Nevada Regulators Accept Solar Deal, but Need to Do More

The net metering settlement recently approved in Nevada ensures that residential customers who have already put solar on their roofs will get the compensation promised when they made the decision to install solar. This is an important compromise and win for sensible clean energy policy. However, it leaves unresolved the problem of how to encourage rooftop solar installations going-forward.

 

Regulators in Nevada unanimously approved the settlement, proposed by Nevada’s biggest utility (NV Energy), SolarCity, regulatory staff, and the state’s consumer advocate. The settlement restores net metering at full retail rates for the around 30 thousand residential customers that had installed rooftop solar systems under the state’s net metering program.

 

A bit of background: net metering gives customers a simple pricing structure and has been critical to the growth of rooftop solar around the country.
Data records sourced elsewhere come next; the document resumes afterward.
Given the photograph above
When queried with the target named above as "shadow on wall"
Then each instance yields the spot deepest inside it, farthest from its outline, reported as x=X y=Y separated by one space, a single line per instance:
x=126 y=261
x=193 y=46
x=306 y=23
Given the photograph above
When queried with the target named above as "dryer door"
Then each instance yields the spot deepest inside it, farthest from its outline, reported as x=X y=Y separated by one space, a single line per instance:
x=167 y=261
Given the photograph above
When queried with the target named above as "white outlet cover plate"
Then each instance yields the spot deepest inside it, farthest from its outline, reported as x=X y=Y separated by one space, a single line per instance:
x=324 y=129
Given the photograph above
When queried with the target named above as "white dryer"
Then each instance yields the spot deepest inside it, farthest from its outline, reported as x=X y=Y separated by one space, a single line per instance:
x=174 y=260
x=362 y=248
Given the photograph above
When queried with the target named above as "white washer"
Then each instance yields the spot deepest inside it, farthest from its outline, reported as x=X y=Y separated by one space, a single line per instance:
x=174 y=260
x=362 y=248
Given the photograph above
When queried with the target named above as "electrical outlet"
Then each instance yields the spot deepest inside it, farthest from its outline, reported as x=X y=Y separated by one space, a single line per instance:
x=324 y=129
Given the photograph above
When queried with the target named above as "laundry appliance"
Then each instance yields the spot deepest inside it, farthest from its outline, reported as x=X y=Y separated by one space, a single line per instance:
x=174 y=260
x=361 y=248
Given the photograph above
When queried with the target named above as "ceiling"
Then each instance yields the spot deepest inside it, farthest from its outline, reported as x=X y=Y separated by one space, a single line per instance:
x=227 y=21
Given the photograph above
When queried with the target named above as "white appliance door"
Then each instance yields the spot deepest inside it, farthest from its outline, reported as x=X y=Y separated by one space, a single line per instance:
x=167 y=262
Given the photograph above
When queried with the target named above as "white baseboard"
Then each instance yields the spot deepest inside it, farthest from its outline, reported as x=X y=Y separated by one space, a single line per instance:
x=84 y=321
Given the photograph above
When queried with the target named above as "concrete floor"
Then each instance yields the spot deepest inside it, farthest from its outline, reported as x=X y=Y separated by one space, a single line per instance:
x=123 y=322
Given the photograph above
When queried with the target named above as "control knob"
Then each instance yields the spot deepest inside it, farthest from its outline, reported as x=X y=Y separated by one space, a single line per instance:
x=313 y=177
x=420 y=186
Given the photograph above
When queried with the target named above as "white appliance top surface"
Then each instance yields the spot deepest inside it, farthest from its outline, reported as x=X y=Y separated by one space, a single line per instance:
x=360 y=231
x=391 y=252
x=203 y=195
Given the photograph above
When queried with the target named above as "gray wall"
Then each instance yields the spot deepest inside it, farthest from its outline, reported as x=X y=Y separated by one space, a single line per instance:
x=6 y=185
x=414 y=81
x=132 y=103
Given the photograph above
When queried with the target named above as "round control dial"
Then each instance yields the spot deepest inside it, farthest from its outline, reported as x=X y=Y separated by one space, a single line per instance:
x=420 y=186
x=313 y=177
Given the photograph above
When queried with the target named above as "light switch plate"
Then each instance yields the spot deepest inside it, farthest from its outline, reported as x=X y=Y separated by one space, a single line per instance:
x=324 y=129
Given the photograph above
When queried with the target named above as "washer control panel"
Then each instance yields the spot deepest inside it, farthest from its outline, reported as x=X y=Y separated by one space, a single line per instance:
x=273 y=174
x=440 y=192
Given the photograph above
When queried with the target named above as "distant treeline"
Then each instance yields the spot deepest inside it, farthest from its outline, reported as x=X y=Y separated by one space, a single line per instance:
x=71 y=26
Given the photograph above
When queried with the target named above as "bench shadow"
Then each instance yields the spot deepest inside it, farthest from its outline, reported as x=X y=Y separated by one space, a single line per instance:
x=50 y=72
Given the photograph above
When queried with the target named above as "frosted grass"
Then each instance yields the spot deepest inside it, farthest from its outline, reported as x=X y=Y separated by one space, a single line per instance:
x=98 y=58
At the end of the month, a customer pays the utility for the net amount of energy they consumed: the amount of electricity the utility sent to the house minus the amount of electricity their solar panels produced. Rooftop solar customers have learned to love it, but many utilities do not, because it gives customers the same amount of money for the electricity they produce on-site as they pay for electricity they get from their utility. Utilities argue that they still have to spend a lot of money to provide customers their connection to the grid, costs they are not able to recoup from net metered customers. Actual costs and benefits of rooftop systems vary across the country based on a range of factors, including retail electricity rates.

 

Regulators’ approval of the settlement was unquestionably a step forward. There’s no kind way to put this: the December 2015 decision ripped the rug out from under customers who had already installed solar, drastically reducing the amount they receive for the electricity they send to the grid. The regulator then argued that “rates always change,” as if they had just straightened up the rug instead of running a bulldozer through the room that the rug had previously tied together.

 

So is the Nevada net metering issue resolved?

 

Unfortunately, no. The December 2015 decision still applies to new rooftop solar customers, if any exist. Under the new rates, rooftop solar is unattractive, and valued similarly to commodity electricity—the kind produced in a distant natural gas combined cycle unit—even though it is renewable, carbon emissions-free, and can be used by the utility to avoid expensive investments in the transmission and distribution system. These benefits were explained in a paper I wrote with SolarCity earlier this year.

 

In the paper, we found that the benefits of rooftop solar are big enough that it probably makes sense for Nevada to just continue with net metering for both existing and new rooftop solar customers. That’s still a good idea, and we hope reasonable people can come together to develop a rate structure that recognizes the value of rooftop solar. The new settlement is reason for hope that such a solution is possible.